Against New Zealand, Rahul fell to Tim Southee for 18 and Sharma — who was dropped on nought — was out to Ish Sodhi after making 14. Kohli managed nine off 17 balls before Sodhi claimed his wicket.

“Tentative with the bat, their shot selection was questionable,” batting great VVS Laxman wrote on Twitter. “New Zealand bowled superbly, but India made their task easier.”

India must now beat Afghanistan on Wednesday and hope that New Zealand lose a game to stand a chance of reaching the last four. 

India made two changes from their defeat by Pakistan including bringing in opener Ishan Kishan. However, the left-hander fell to pace bowler Trent Boult while trying to go for a big shot and got caught for just four.

Sodhi took Sharma and then Kohli to put India under pressure in the crucial six overs of powerplay.

Tottering at 48-4, the Indian survived their 20 overs, but New Zealand overhauled their modest target with 33 balls to spare.

“I don’t know if it is a fear of failure but I know that whatever changes they made to the batting order today did not work,” said former India captain Sunil Gavaskar.

Pace bowler Jasprit Bumrah said “bubble fatigue, mental fatigue” creeps in after days on the road, but former players were unforgiving. Gautam Gambhir said India lacked “mental toughness”.

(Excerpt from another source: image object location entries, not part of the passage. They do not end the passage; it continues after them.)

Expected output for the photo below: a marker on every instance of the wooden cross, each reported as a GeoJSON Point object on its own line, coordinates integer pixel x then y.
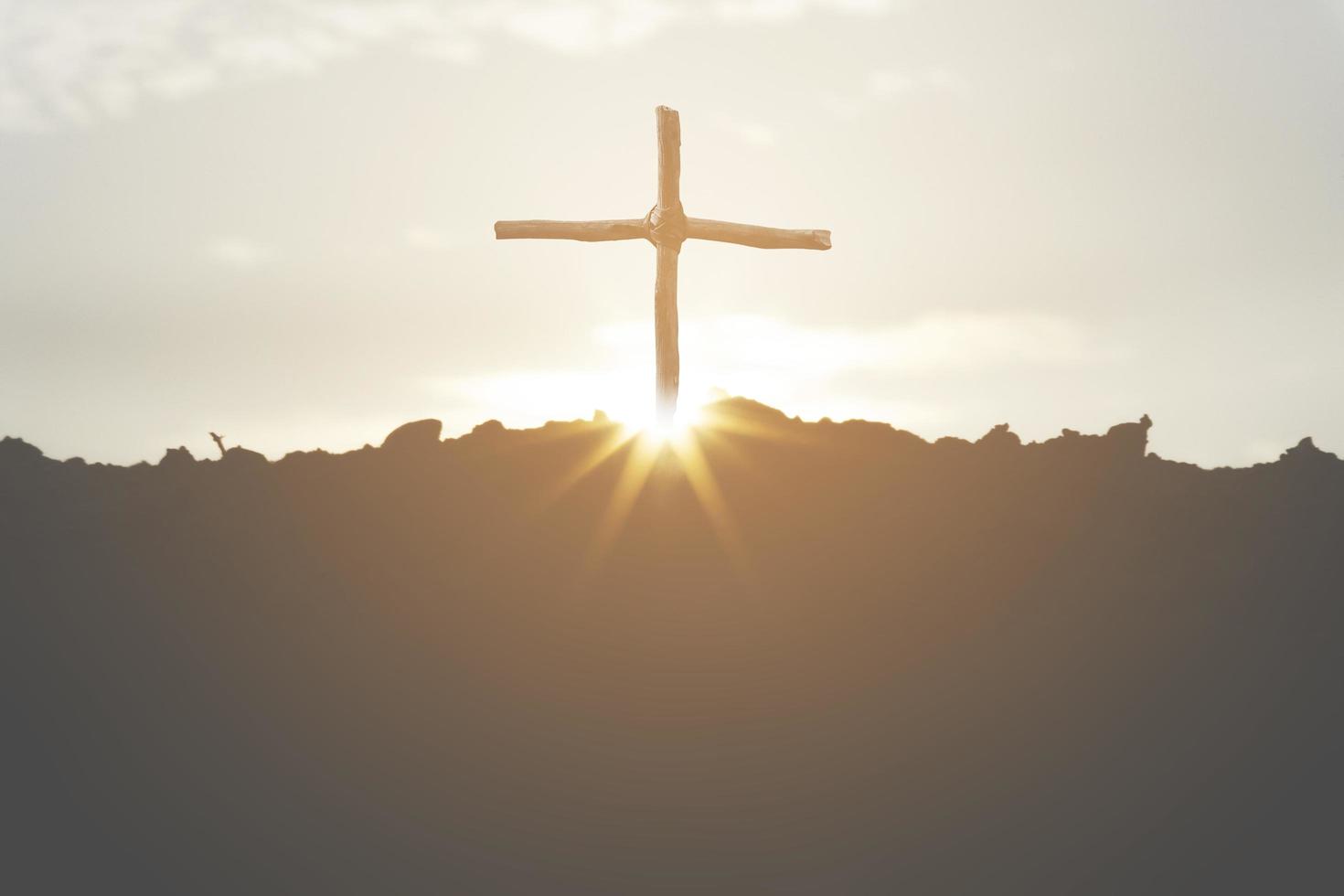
{"type": "Point", "coordinates": [666, 226]}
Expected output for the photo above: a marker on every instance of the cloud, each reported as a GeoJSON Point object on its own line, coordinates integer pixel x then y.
{"type": "Point", "coordinates": [749, 132]}
{"type": "Point", "coordinates": [77, 62]}
{"type": "Point", "coordinates": [431, 240]}
{"type": "Point", "coordinates": [837, 371]}
{"type": "Point", "coordinates": [237, 251]}
{"type": "Point", "coordinates": [886, 85]}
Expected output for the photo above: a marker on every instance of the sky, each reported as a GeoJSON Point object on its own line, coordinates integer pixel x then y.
{"type": "Point", "coordinates": [273, 219]}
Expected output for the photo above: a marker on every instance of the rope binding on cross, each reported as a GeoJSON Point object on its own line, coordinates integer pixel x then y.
{"type": "Point", "coordinates": [667, 228]}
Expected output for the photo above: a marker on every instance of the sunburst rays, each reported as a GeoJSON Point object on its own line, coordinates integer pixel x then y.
{"type": "Point", "coordinates": [644, 449]}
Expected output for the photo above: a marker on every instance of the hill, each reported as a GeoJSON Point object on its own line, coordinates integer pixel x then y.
{"type": "Point", "coordinates": [780, 657]}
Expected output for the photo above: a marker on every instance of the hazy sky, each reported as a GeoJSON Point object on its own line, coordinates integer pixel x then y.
{"type": "Point", "coordinates": [273, 219]}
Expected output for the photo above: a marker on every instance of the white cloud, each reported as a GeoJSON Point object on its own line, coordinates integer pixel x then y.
{"type": "Point", "coordinates": [886, 85]}
{"type": "Point", "coordinates": [76, 62]}
{"type": "Point", "coordinates": [803, 369]}
{"type": "Point", "coordinates": [431, 240]}
{"type": "Point", "coordinates": [237, 251]}
{"type": "Point", "coordinates": [749, 132]}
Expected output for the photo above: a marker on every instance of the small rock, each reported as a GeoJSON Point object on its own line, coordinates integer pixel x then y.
{"type": "Point", "coordinates": [176, 458]}
{"type": "Point", "coordinates": [417, 435]}
{"type": "Point", "coordinates": [240, 458]}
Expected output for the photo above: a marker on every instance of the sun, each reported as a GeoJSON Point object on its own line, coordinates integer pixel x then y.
{"type": "Point", "coordinates": [659, 432]}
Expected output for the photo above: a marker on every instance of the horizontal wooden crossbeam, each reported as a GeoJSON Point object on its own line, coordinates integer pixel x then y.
{"type": "Point", "coordinates": [720, 231]}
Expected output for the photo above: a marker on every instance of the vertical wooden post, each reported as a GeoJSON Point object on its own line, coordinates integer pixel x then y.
{"type": "Point", "coordinates": [664, 285]}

“It’s been a trend, it’s been happening at most ICC (International Cricket Council) tournaments,” he told the ESPNcricinfo website.

Weight of expectations? 

MS Dhoni, now the team mentor, led India to the T20 World Cup crown in 2007 and the 50-over World Cup four years later.
Kohli, who will step down as T20 captain after this tournament, took the team to a historic Test triumph in Australia.

They also lead England 2-1 in their test series, which will be brought to a climax in July next year after the final test had to be postponed due to concerns over the spread of COVID in the Indian camp.
Kohli, though, has failed to win a World Cup.

India lost in the semi-finals at the 2019 World Cup as they did at the last T20 World Cup in 2016 under Dhoni.

Kohli faces mounting questions about the team’s handling of major tournaments but he has few excuses.

“There’s always going to be more pressure with our games and we’ve embraced it over the years,” he said. “Everyone who plays for India has to embrace it.” 

“And when you cope together as a team, you overcome it, and we haven’t done it these two games.”